Vor allem ein tiefes Gefühl der Dankbarkeit gegenüber Gott für diesen „Neubeginn“ der Kirche in der Mongolei und damit auch Dankbarkeit gegenüber unseren Missionaren und Missionarinnen und allen, die sich an vorderster Front für das Werk der Evangelisierung einsetzen. Ich konnte unter den Menschen großes Interesse für den katholischen Glauben feststellen; sie vertrauen ihren Vertretern und empfinden zunehmend den Wunsch aktive Mitglieder dieser Kirche zu werden.
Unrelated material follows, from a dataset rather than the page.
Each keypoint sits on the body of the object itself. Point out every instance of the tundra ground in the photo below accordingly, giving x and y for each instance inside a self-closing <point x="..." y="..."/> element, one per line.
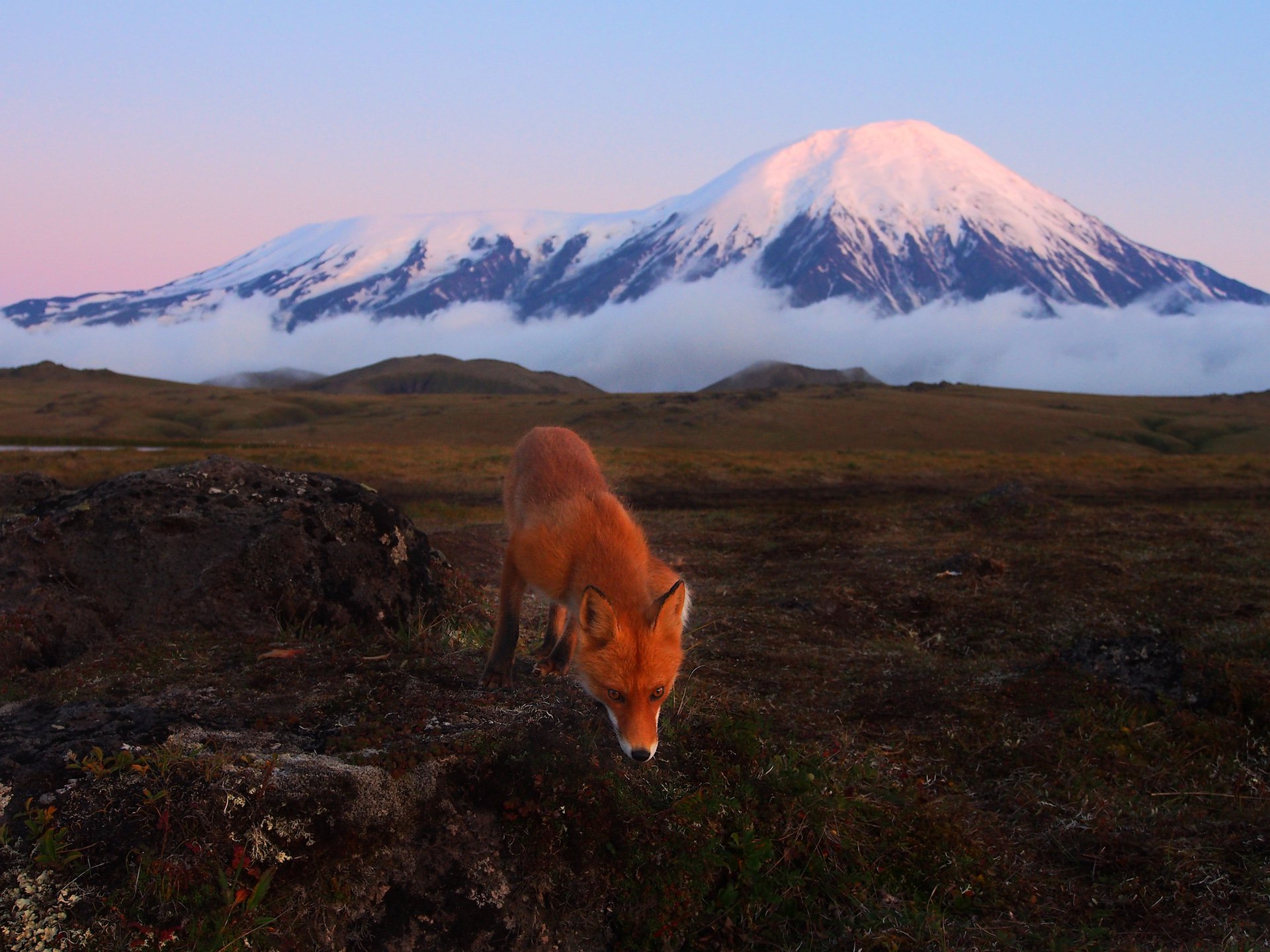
<point x="934" y="699"/>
Bei den Feiern zur Weihe des Bischofs und zur Einweihung der Kathedrale, an denen ich als Hauptzelebrant teilnehmen durfte, waren auch Vertreter der militärischen und zivilen Behörden sowie der anderen Religionen anwesend und hunderte Menschen, die durch Gesänge und Gebete in mongolischer Sprach im Geist vereint gefeiert haben. Auf den Gesichten war große Freude und das Bewusstsein von der Teilnahme an einem historischen Moment zu sehen. Es ist wirklich tröstend, wenn man sieht, wie sehr diese Menschen nach Gott dürsten, wenn man sieht wie sie mit offenem Herzen bereit sind, die Frohbotschaft des Evangeliums zu empfangen. Die langen Jahre der kommunistischen Diktatur, die den Namen Gottes aus der Seele dieser Menschen auslöschen wollte, haben nichts anderes als eine große Leere hinterlassen: eine Leere, die die Menschen heute durch die Annäherung an Jesus Christus und an das Evangelium, das die Kirche verkündet, füllen wollen. Bei den Katechumenen, die sich auf die Taufe vorbereiten handelt es sich vorwiegend um Jugendliche und Erwachsene. Ein weiterer Aspekt, den ich gerne betonen würde, ist die religiöse Toleranz: bereits im 13. Jahrhundert hatten die damaligen Herrscher des Landes eine einzigartige Toleranz unter Beweis gestellt und alle Religionen akzeptiert. Dieses grundlegende Prinzip des menschlichen Zusammenlebens blieb bis in die heutige Zeit erhalten: in der neuen Verfassung der Mongolei wird dieses grundlegende Recht der Religionsfreiheit garantiert, über das in der heutigen Zeit an vielen Orten auf der ganzen Welt debattiert und heftig diskutiert wird.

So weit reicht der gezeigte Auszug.